Вода швыряла прошлое ей на ноги, влекла за собой ее будущее, шипя и вытягиваясь волнами.

Плавник на песке. Она подняла деревянный клин, слишком легкий, ибо всю сущность его вылизало водой. Всего лишь прошлое, полая вещь в руке, всего лишь прошлое, но форму и запах его она узнала. Удобная старая форма, предназначение коей умерло.

В небе облака. Ей хотелось увидеть небо, но облака были красивыми. Смутные, розовые, хорошо знакомые. Разве плавника и облаков не хватит? Воспоминаний и того, что у нее еще осталось, – не хватит? Зачем рисковать знакомым ради того, что скрыто? Будущее может оказаться таким же, как вчера; она сумеет укротить будущее, не замечая его, позволив ему стать прошлым.

Она бросилась бежать. Выбежала из дня, что обмотался вокруг нее кольцами умеренного здравого смысла. Бежала туда, где солнце только начинало небо. К тонкой ступеньке солнца, до которой только дотянуться. Она подпрыгнула, обеими руками вцепилась в перекладину лестницы и забросила себя в теплый желтый свет.

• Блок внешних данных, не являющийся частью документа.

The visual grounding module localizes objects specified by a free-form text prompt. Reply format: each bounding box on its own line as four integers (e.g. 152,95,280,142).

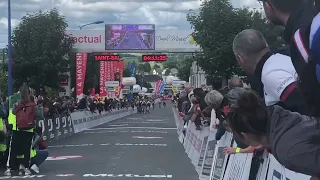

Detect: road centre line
84,131,168,134
108,121,168,125
0,174,173,179
48,143,167,148
86,127,177,131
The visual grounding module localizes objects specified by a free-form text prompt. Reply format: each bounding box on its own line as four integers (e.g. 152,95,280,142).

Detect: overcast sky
0,0,260,48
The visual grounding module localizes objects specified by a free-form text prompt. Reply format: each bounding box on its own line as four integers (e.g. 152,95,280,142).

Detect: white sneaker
19,164,31,176
30,164,40,174
4,168,11,176
24,168,31,176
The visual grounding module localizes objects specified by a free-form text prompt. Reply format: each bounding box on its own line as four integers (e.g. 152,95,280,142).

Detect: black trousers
8,131,34,169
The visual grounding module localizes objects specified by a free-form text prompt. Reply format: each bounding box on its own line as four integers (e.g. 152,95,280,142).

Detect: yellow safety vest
0,118,7,152
30,149,37,158
17,148,37,159
8,109,33,132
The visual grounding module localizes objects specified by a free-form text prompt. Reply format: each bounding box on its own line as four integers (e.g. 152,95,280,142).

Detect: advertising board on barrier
71,109,135,133
173,110,310,180
210,132,232,180
223,142,253,180
67,29,200,52
37,115,74,142
200,134,217,177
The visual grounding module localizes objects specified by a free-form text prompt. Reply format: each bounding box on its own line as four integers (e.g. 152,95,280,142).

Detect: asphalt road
0,105,198,180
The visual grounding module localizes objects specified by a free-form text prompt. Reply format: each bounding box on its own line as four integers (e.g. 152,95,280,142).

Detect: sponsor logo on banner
76,53,87,97
105,81,119,87
67,28,200,52
202,140,217,176
198,136,209,167
100,61,107,97
213,147,226,180
36,115,74,145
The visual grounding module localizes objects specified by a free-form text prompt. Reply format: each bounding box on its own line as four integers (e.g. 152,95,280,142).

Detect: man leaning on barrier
233,29,308,114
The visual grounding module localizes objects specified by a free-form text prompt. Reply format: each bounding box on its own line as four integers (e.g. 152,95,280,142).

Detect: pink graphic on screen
105,24,155,50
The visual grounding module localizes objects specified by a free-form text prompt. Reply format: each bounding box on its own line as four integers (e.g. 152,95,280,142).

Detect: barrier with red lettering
173,108,310,180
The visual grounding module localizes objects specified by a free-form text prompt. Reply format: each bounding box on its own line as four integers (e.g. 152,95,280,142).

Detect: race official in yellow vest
4,85,37,176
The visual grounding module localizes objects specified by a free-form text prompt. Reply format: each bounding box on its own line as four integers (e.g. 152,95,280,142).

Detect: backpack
16,102,36,130
293,13,320,84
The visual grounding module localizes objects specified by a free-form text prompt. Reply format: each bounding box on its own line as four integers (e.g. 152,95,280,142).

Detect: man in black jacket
259,0,320,116
233,29,308,114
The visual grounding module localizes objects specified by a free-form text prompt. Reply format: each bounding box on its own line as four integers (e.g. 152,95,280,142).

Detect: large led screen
105,24,155,50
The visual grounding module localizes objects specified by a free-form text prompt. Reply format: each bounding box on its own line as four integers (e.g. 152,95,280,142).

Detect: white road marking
87,127,177,131
147,119,164,122
83,174,172,178
48,143,167,148
107,121,168,126
56,174,74,177
46,156,82,161
109,124,129,126
84,131,168,134
0,175,46,179
132,136,163,139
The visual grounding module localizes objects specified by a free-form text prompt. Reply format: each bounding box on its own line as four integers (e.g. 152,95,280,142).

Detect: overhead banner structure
76,53,88,99
67,26,200,53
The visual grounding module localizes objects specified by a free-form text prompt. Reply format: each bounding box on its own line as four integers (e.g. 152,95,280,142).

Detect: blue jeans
30,150,49,167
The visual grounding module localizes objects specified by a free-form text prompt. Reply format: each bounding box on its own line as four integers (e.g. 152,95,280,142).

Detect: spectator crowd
177,0,320,179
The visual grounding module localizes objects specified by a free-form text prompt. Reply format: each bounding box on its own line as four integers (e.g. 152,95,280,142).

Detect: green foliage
0,70,8,96
123,67,131,77
152,64,161,70
136,63,144,74
188,0,283,79
163,56,178,69
12,9,73,90
177,57,194,81
164,68,171,76
143,62,151,73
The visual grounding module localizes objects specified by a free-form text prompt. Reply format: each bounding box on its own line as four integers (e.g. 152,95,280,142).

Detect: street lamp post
8,0,13,96
79,21,104,30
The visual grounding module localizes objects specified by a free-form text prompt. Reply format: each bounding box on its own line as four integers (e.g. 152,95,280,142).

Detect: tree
164,68,171,76
163,57,178,69
12,9,73,91
137,63,145,74
187,0,281,79
143,62,151,73
0,70,8,95
177,57,194,81
123,67,131,77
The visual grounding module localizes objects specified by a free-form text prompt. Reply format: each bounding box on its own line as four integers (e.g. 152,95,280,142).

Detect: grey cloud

Поезд был переполнен. Не Сапфо ли это, обе руки свисают с неоновой перекладины?

Пикассо

Пикассо открыла книгу.

– Верно, Руджеро не может быть Джентльменом с Заднего Двора?

Была ночь, Долл Снирпис сидела у свечи. Руджеро не пришел. Почему он не пришел? Объяснение могло быть только одно, и Долл объясняла его.

– Если его штырь направлен не на меня, то на кого же?

Долл видела, как Епископы и Короли стояли перед ней, и наипокорнейше опускалась перед ними на колени. Она держала и королевский скипетр, и гораздо реже наблюдаемую корону. Она качала Помпу Епископа. Ее искусные пальцы славились не меньше пальцев Арахны. За ее Верх и Низ поднимали тосты офицеры флота Его Величества. Не было мужчины, нижняя часть тела которого в ее присутствии оставалась бы непоколебимой.

– Не на мужчину, – сказала Долл. – Может быть, на Маргаритку?

Мадам Клиленд, подруга и соперница Долл, содержала Клумбу Маргариток на Пушечной улице. В «Петухе и Пушке» одевались строго по этикету: декольте, корсажи, кружева и корсеты, под которыми скрывались брюки. Это был дом удовольствий для тех, кого не интересовал противоположный пол.